In 2014, the "One Piece Premiere Summer" event received the "Best Overall Production" award from the International Association of Amusement Parks and Attractions.

=== Cultural impact ===
As part of an effort to help Kumamoto Prefecture recover from the 2016 earthquakes, Oda helped set up 10 statues of the Straw Hat Pirates around the prefecture. Luffy was the first statue to be unveiled in front of the Kumamoto Prefectural Government Office on November 30, 2018. Jinbe was the last statue, unveiled at Sumiyoshi Kaigan Park on July 23, 2022.
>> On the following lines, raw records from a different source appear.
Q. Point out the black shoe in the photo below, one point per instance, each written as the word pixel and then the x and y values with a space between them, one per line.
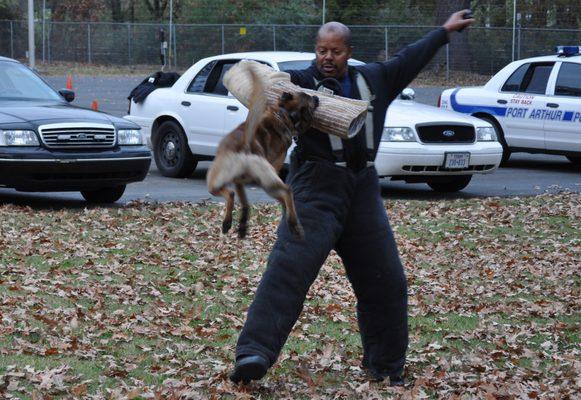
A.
pixel 396 381
pixel 380 376
pixel 249 368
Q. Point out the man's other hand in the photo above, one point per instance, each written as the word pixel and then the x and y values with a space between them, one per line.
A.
pixel 456 22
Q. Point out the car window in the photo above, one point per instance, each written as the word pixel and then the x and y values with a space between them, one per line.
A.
pixel 529 78
pixel 19 83
pixel 536 78
pixel 215 83
pixel 513 83
pixel 569 80
pixel 199 82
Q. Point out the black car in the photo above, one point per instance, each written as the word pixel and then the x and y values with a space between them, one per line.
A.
pixel 46 144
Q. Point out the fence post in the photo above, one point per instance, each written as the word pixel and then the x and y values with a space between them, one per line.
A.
pixel 386 44
pixel 222 39
pixel 11 40
pixel 175 47
pixel 518 48
pixel 129 43
pixel 447 62
pixel 89 58
pixel 49 30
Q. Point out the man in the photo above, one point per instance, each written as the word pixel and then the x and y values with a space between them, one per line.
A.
pixel 336 190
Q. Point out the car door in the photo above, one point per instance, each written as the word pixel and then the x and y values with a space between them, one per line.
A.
pixel 205 104
pixel 525 96
pixel 563 129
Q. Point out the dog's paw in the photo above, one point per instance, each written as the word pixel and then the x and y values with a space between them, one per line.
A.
pixel 226 225
pixel 297 230
pixel 242 229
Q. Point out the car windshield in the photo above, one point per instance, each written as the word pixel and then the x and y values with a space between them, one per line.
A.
pixel 292 65
pixel 19 83
pixel 304 64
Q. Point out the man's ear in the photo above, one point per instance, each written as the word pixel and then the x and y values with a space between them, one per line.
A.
pixel 316 101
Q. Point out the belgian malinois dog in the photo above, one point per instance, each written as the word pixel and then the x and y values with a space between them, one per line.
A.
pixel 254 152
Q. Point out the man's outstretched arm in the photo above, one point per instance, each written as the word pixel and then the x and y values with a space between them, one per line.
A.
pixel 404 66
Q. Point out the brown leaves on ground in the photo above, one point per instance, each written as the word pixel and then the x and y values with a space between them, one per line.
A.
pixel 146 302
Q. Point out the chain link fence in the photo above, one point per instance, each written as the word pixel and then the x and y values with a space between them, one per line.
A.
pixel 478 50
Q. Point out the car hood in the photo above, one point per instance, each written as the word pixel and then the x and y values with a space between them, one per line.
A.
pixel 38 113
pixel 409 113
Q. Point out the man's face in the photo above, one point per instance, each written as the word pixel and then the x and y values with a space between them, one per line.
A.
pixel 332 55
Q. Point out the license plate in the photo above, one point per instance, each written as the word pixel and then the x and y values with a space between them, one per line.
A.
pixel 457 160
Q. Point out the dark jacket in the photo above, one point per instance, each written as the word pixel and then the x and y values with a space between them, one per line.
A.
pixel 385 80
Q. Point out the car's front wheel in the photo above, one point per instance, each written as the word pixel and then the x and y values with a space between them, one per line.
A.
pixel 450 184
pixel 171 152
pixel 104 195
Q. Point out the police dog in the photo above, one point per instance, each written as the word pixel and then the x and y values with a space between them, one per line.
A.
pixel 254 152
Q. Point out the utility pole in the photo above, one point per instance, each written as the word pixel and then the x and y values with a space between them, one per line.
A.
pixel 31 49
pixel 169 52
pixel 513 26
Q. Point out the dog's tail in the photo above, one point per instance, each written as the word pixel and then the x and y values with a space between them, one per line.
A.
pixel 256 107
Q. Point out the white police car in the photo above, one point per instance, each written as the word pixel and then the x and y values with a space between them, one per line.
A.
pixel 534 104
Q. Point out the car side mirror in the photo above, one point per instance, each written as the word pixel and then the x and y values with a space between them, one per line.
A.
pixel 67 94
pixel 407 94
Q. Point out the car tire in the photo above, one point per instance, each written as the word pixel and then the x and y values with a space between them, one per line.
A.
pixel 171 152
pixel 450 184
pixel 104 195
pixel 500 135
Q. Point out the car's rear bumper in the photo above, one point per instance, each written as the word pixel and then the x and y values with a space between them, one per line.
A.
pixel 37 169
pixel 400 159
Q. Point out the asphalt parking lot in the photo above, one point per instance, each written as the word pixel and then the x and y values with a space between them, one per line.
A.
pixel 524 175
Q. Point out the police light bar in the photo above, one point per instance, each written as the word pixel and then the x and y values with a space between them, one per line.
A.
pixel 568 51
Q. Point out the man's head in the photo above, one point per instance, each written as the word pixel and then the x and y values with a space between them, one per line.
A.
pixel 333 49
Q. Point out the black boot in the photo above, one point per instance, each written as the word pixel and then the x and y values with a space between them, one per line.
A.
pixel 249 368
pixel 379 376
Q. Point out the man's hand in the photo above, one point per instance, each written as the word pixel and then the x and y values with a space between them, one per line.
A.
pixel 456 22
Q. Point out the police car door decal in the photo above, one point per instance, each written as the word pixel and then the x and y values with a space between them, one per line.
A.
pixel 563 131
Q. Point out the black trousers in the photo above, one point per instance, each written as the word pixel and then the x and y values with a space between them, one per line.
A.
pixel 342 210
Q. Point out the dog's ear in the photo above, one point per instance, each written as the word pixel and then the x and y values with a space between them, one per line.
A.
pixel 316 101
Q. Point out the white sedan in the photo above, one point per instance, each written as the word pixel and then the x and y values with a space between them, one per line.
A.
pixel 534 104
pixel 184 124
pixel 422 143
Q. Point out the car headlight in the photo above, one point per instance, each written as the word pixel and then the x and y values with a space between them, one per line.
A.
pixel 398 135
pixel 129 137
pixel 14 137
pixel 486 134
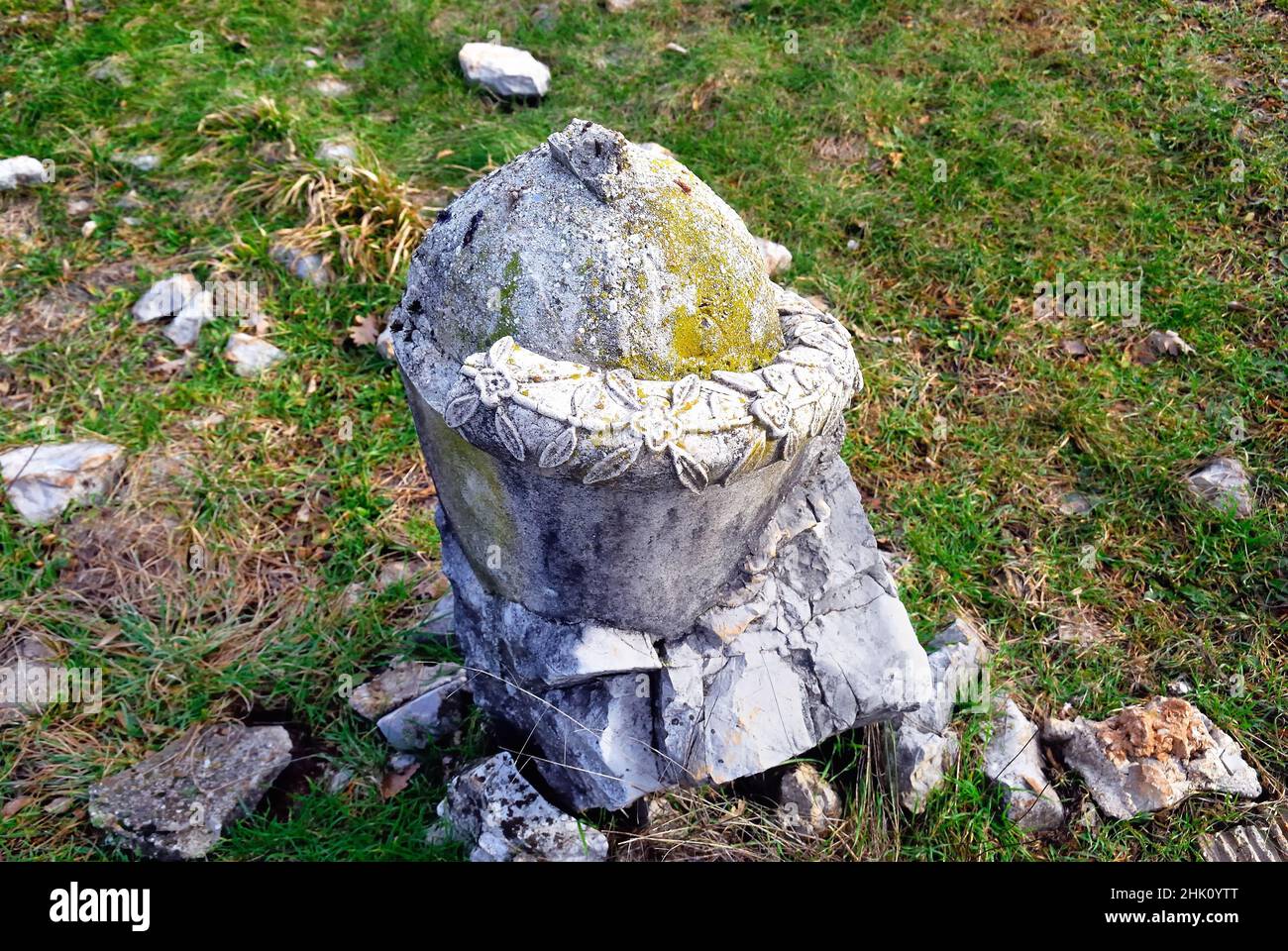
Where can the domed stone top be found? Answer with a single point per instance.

At the 2020 Tokyo Olympics, Greek athlete Miltiadis Tentoglou performed a "Gear Second" pose before winning a gold medal in the men's long jump competition. A gene in the fruit fly, Drosophila melanogaster, was named "Baramicin", partly taking inspiration from the One Piece character Buggy. The gene encodes a protein that is split up into multiple parts. The Boston Red Sox hosted a One Piece-themed night in August 2024 and hosted another in May 2025. During their 2024–25 season, the Los Angeles Lakers also had an event night collaboration with One Piece. Subsequently, Los Angeles Dodgers held a night themed around the series in July 2025 and will host another one in July 2026. A testate amoeba genus was named Alabasta, partly in reference to the One Piece Kingdom of Alabasta, also known as the Kingdom of Sand, a desert kingdom located on Sandy Island in the Paradise region. In 2025, the spider species Damarchus inazuma was named after the One Piece character Inazuma, paralleling the spider's gynandromorphism and color pattern with the character's analogous features. In 2026, the beetle genus Luffy and two species (Luffy schillhammeri and Luffy nika) were named after the One Piece protagonist Monkey D. Luffy, due to their longer body features that reflect the character's rubber-like ability to stretch and expand. L. nika derives its name from the white hairs across most of its body, similar to the all-white appearance of Monkey D. Luffy's "Nika" form.

In 2025, the black pirate flag of the Straw Hat Pirates became a prominent protest symbol in Indonesia ahead of the nation's 80th Independence Day, reflecting widespread discontent with the country's democratic backsliding. Indonesian authorities condemned its display as a threat to national unity, with reported instances of police and military confiscating flags during raids. The same flag was also used as a protest symbol in the 2025 Nepalese Gen Z protests, as well as in the Philippines, in France, and in Madagascar, among others.